Labour Peer Calls Government to Publish Steps to Protect BAME People from Coronavirus24 Jun 2020
Baroness Doreen Lawrence, Labour Peer and the Party’s race-relations adviser, has broken her silence on the coronavirus outbreak and the disproportionate impact it is having on the UK’s Black, Asian and Minority Ethnic (BAME) population. In a joint letter with the Party’s Shadow Women and Equalities Secretary Marsha de Cordova, Baroness Lawrence asked the government to explain what actions have been taken so far to protect BAME lives. The letter also requested a timescale for future action.
“People’s lives were at risk over delays”
In a letter addressed to the Prime Minister and Public Health England, Labour Party Peer and race relations adviser, Baroness Doreen Lawrence called on the government to explain what it has done to protect the UK’s BAME population which has been disproportionately impacted by the coronavirus. Baroness Lawrence, alongside the Labour Party’s Shadow Women and Equalities Secretary, Marsha de Cordova, said that the delays were putting peoples’ lives at risk.
“We fear this has become another example of the government acting too slowly to deal with this crisis.

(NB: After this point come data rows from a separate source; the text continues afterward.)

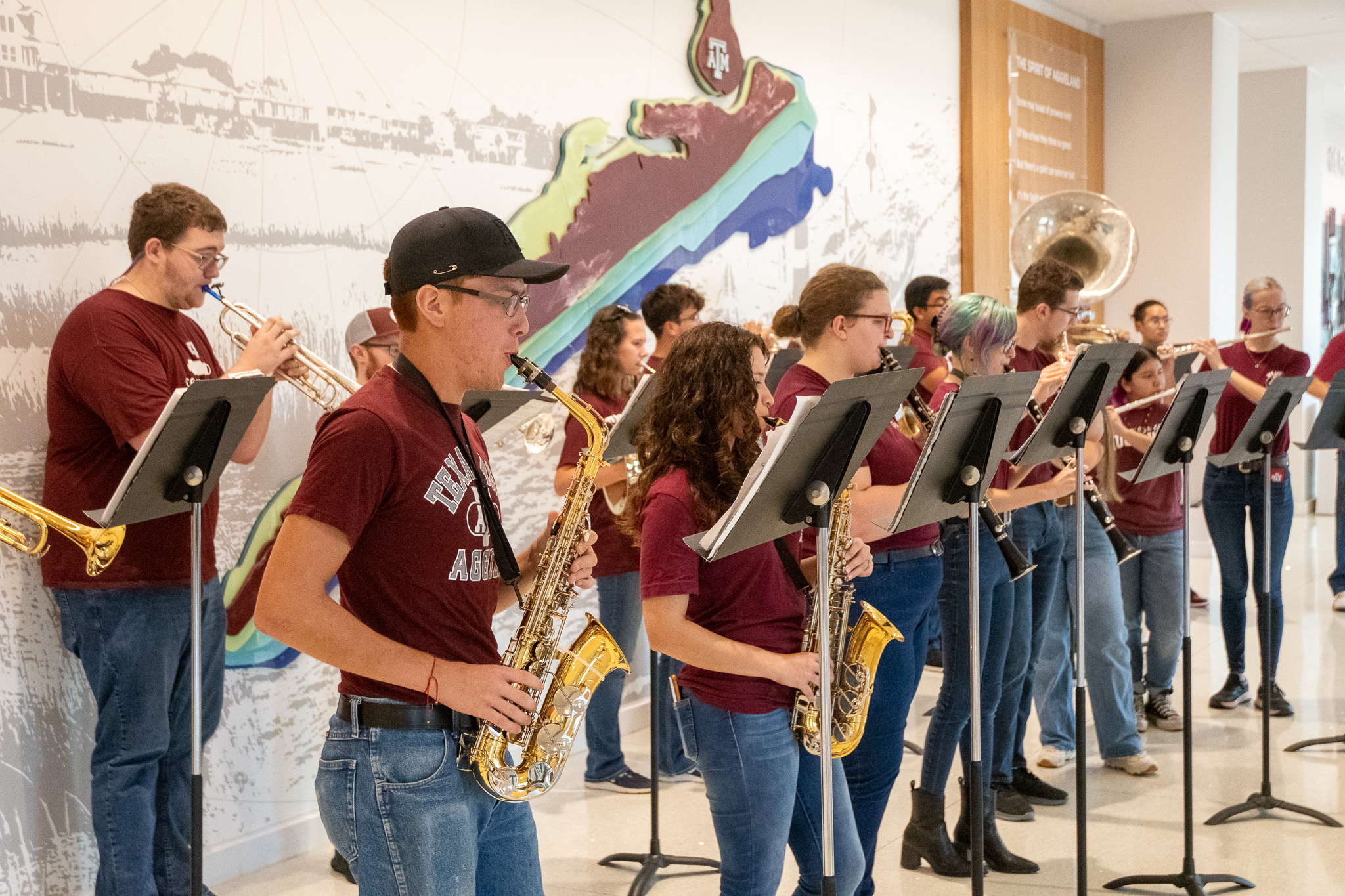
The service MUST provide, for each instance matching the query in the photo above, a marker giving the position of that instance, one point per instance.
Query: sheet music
(105, 513)
(775, 442)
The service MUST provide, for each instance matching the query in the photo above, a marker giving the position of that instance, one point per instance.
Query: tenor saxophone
(569, 676)
(854, 652)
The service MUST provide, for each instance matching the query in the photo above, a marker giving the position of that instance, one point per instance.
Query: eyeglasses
(1269, 313)
(391, 349)
(204, 261)
(509, 303)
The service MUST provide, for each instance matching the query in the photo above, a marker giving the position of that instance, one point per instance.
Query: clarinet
(1019, 565)
(1119, 543)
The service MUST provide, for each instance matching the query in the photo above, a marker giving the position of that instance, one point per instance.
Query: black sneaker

By failing to take urgent action, it is putting the lives of Black, Asian and Minority Ethnic people at risk,” Lawrence and De Cordova said in the letter.
Lawrence and De Cordova said that the time to tackle systematic racism, discrimination and injustice in the UK is now and said the government should not only publish what steps it already took but also publish what future steps it will be taking and when.
For his part, the Minister for Equalities, Kemi Badenoch, said that the government was taking the Public Heath England report on the coronavirus-related BAME deaths very seriously and added that collecting better data on ethnicity is “already in train”.
The Public Health England report made numerous recommendations to prevent coronavirus-related BAME deaths
The Public Health England report, which analysed the reasons behind the disproportionate number of BAME deaths due to the coronavirus, was first published earlier in June. At the time, the report omitted concerns relating to how racial discrimination factored into the situation.
The second part of the report, which addressed these concerns, was published last week after being leaked. It confirmed that racial discrimination had played a part in the disproportionate number of BAME deaths.
The report included seven specific recommendations. These include:
- Mandatory collection of ethnicity data from death certificates;
- Developing risk assessments for BAME workers;
- Forming specific health messages to target vulnerable groups such as those with diabetes, asthma and high blood pressure;
- Funding education and prevention campaigns that work with local BAME and faith communities;
- Ensuring that coronavirus recovery strategies do not create further inequalities.
It is unclear if any of these recommendations have yet been implemented. However, a number of NHS trusts have taken local action to protect BAME staff from the outbreak.